The top 1% of India owned over 40% of total wealth from 2012 to 2021, while the bottom 50% of the population has around 3% of total wealth, Oxfam's annual equality report released on Monday said.
The report used sources like Forbes and Credit Suisse to look at the inequality of wealth in the country. It also looked at government sources like NSS, Union Budget documents and Parliamentary questions to corroborate its arguments.
Oxfam India’s latest report was released on the opening day of the World Economic Forum in Davos, Switzerland. The number of billionaires in India increased from 102 in 2020 to 166, the report said.
Amitabh Behar, CEO of Oxfam India, said that the number of hungry Indians has gone up from 190 million in 2018 to 350 million in 2022. "While the country suffers from multiple crises like hunger, unemployment, inflation and health calamities, India’s billionaires are doing extremely well for themselves. The poor meanwhile in India are unable to afford even basic necessities to survive," he said.
Here are some highlights of the report:
'Rich are getting richer'
According to the Oxfam report, the number of billionaires in India increased from 102 in 2020 to 166 billionaires in 2022 with the combined wealth of India’s 100 richest touching INR 54.12 lakh crore.
The report said, "Since the pandemic begun to November 2022, billionaires in India have seen their wealth surge by 121%, or INR 3608 Crore per day in real terms."
The wealth of the top 10 richest in 2022 was Rs 27.52 lakh crore, which was a 32.8% increase from 2021. The report said, "The Adani group chairman Gautam Adani’s wealth alone increased eight times during the pandemic and then nearly doubled to INR 10.96 lakh crore according to Forbes in October 2022, making him the richest Indian."
Cyrus Poonawalla of Cyrus Poonawalla group had his wealth increase by 91% from 2021. Poonawalla is the managing director of the Serum Institute of India which manufactures vaccines, including the Covid-19 vaccine.
Other billionaires whose wealth increased during this time include Shiv Nadar, Radhakishan Damani and Kumar Birla. The report said, "There are only 11 women billionaires in India, 12 if we include Rekha Jhunjunwala (following the death of her husband Rakesh Jhunjhunwala). They command a total wealth of INR 3.85 lakh crore rupees, which is only 0.40 per cent of the total wealth of the 166 Indian billionaires."
The women billionaires of India together own only roughly half of the wealth of Mukesh Ambani, the owner of Reliance Industries, according to the report.
Poor pay more in taxes
The report found that if India’s billionaires are taxed once at 2% on their entire wealth, "it would support the requirement of INR 40,423 crores for the nutrition of malnourished in the country for the next 3 years".
While the rich have gotten richer and the poor poorer, they still end up paying more in taxes. The report said, "The bottom 50 percent of the population pays six times more on indirect taxation compared to top 10 percent, as per our estimates using NSSO 2011-12 data on consumption and GST tax rates from 2021."
The report said that approximately 64% of the total Rs 14.83 lakh crore in GST came from the bottom 50% while the top 10% only paid 3% of it in 2021-2022.
The report added, "To increase revenue, the Union Government adopted a policy of hiking the Goods and Services Tax (GST) and excise duties on diesel and petrol while simultaneously cutting down on exemptions.

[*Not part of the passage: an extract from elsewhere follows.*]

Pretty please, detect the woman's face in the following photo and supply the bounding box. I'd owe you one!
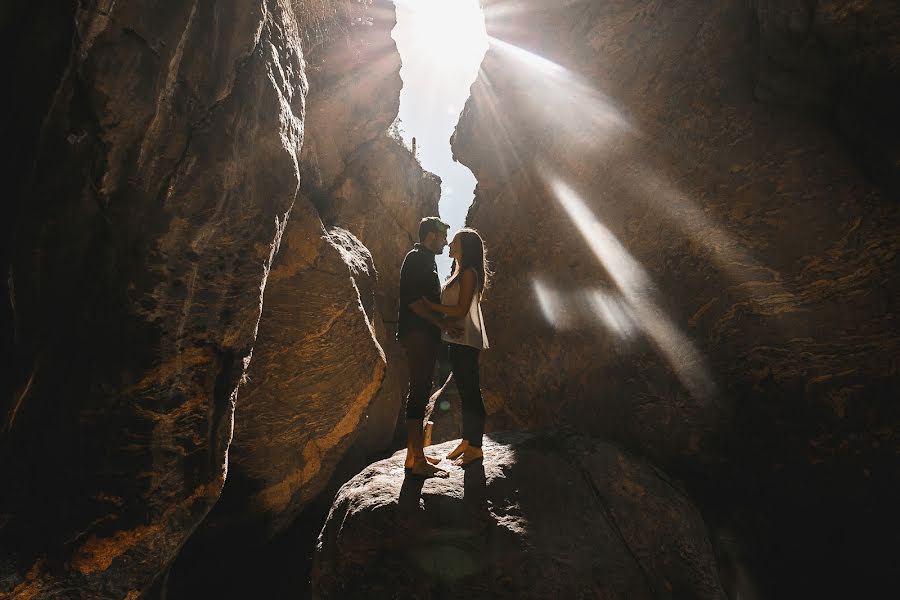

The indirect nature of both the GST and fuel taxes make them regressive, which invariably burdens the most marginalized."
Poor continue to suffer
With the highest number of poor in the world at 228.9 million, the poor in India continue to suffer, Oxfam said. "The centre’s submission to the Supreme Court revealed that 65 per cent of the deaths among children under the age of five in 2022 was a result of malnutrition and malnourishment," the report said.
"Wealth inequality has stripped 70 per cent of Indians from as basic a necessity as a healthy, consumable diet leading to the yearly deaths of 1.7 million owing to diseases resulting from a poor diet. The median wage of the country is just enough to provide for the most basic of sustenance and losing a week’s income would push them to the brink of starvation," the report found.
It further said that the income share of the bottom half of the Indian population by 2020 was estimated to have fallen to only 13% of the national income. "It is particularly concerning for a country like India where the majority of the employed are informal workers engaged in precarious forms of work with no security of tenure, fixed salary and legal or social protection," Oxfam said.
Poverty more in women-led households
Citing the 2022 Global Multidimensional Poverty Index, the Oxfam report said that India is the only South Asian country where poverty was significantly more prevalent in female-headed households as compared to male-headed households. "Women’s class and gender marginalization means that they face double the barriers to improve their social mobility," Oxfam said in the report.
It further added that women are often excluded from inheriting wealth despite national laws such as the Hindu Succession Act and legal precedents enshrining women’s status as coparceners. "Poor women, especially those from marginalized castes, are often ghettoized into work that lacks dignity and is inhumane. For instance, a vast majority of people pushed into the degrading occupation of manual scavenging are Dalit women," it said.